YARGITAY DA MI İSTEDİ?
Bu dosyayı Yargıtay da mı istemişti? Bizden istemedi, öyle bir bilgim yok. Öyle bir yazı gelse herhalde haberim olurdu.
YOLSUZLUKTAN GÖZALTINA ALINAN BAŞKANA VEKALETNAME
Şahin, Akfırat Belediyesi’ndeki vekaletnamesi ile Antalya Gazipaşa’da yaptığı konuşmaya ilişkin sorularını yanıtladı. Bakan Şahin, CHP İstanbul Büyükşehir Belediye Başkan Adayı Kemal Kılıçdaroğlu’nun söylediklerini televizyondan izlediğini belirterek, gözaltında bulunan belediye başkanı ile ilgili isim vermeden, “Bahis konusu belediye başkanı dürüst, yetenekli, çalışkan bir belediye başkanı olarak, daha önceden tanıdığım bir arkadaşımdır. Akfırat'ta da ondan başkasını tanımam” dedi. Şahin, şöyle dedi:
“Ben, bir yıl olmuştur bu vekaletnameyi vereli. Ama daha sonra bir suç nedeniyle ciddi bir isnat nedeniyle şu anda tutuklu bulunuyor. Yani bu arkadaşımızın bu ithamlara muhatap olduktan sonra verilmiş bir vekaletname değil. Daha önce benim dürüst, yetenekli, çalışkan bir belediye başkanı olarak, daha önceden tanıdığım bir arkadaşımdır. Akfırat'ta da ondan başkasını tanımam. Hikayeyi daha önce anlatmıştım. Formula 1 yarışları için gittiğim Akfırat'ta Ayhan Bermek'in orada bir yazlığı var. Öğle yemeğine davet etmişti, çok güzel bir bahçesi vardı. Buralarda böyle şey var mı?, deyince gelişti işler. 'Burada buluruz' deyince, böyle bir süreç başlamıştı. Ben Ankara'dayım, Akfırat'ta Ayhan Bermek gibi bir şey yapmayı önce hayal ettim ama sonradan vazgeçtim. Olay bundan ibaret.

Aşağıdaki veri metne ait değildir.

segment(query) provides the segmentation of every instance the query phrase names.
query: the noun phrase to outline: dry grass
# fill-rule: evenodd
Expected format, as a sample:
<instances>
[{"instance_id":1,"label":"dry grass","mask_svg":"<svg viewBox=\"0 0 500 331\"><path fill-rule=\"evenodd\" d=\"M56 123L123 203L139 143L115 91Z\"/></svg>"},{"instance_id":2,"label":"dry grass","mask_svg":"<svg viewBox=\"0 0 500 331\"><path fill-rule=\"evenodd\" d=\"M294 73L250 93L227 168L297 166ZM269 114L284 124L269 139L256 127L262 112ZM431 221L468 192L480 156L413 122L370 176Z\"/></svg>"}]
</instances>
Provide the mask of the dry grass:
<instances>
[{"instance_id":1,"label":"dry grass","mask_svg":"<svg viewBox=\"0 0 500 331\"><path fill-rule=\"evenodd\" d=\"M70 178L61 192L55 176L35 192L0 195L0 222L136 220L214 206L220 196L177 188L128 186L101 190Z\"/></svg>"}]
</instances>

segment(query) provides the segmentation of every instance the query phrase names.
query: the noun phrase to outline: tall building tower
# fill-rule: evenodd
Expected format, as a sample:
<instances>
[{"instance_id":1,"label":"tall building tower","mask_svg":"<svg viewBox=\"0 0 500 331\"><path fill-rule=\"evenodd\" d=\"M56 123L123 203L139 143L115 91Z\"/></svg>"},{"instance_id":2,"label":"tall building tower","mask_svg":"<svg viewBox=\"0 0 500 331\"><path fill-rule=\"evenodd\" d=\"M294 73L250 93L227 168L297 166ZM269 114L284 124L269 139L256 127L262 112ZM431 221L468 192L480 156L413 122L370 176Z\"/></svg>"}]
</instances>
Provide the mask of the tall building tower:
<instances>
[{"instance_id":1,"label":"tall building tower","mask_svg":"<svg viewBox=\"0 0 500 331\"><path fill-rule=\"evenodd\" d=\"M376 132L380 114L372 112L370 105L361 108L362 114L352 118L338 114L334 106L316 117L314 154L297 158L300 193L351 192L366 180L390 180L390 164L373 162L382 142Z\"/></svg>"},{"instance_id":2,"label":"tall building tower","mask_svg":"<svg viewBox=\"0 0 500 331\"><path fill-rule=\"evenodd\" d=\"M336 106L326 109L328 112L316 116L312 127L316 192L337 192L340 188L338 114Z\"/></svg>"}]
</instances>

Vekaletim onda kalmış. Arkadaşlarımızın kendi takdiridir, istifaya davet eder, etmez kendi takdiridir.”
ANTALYA'DAKİ ŞOK SÖZLER İÇİN NE DEDİ?
Bizler aynı zamanda siyasiyiz. Adalet Bakanı'yım ama aynı zamanda da siyasiyim, AKP'liyim. Ben Antalya'ya siyasi kimliğimle gittim. Orada belediye başkan adaylarımıza destek vermeye gittim. Eğer orada yanlış bir şey söylemişsem, halkımız bunu değerlendirir ve cezasını verir. Ben "Muhalefetin belediye başkanlarına oy vermeyin, onlara oy verirseniz Ankara'dan onların projesine onay gelmez" demedim.
Ankara'ya diyaloğu iyi olan adaylara oy verin dedim. Ben başka bir şeyi ön plana çıkardam, farklı değerlendirdi. Yanlış bir şey söylemişsem millet bunu değerlendirir.
09:48 - DOSYA BAŞSAVCILIK'TA
Bu arada Deniz Feneri dosyasının Ankara Cumhuriyet Başsavcılığı'na ulaştığı bildirildi. 3 bin sayfalık dava dosyasının tercümesi için özel oda tahsis edilecek. Tercümenin Mart ayında bitmesi bekleniyor
10:44 - BAŞSAVCILIK'TAN AÇIKLAMA
Ankara Cumhuriyet Başsavcılığından yapılan açıklamada "Doğru ne ise onu yapacağız. Herkes emin olsun." ifadeleri kullanıldı.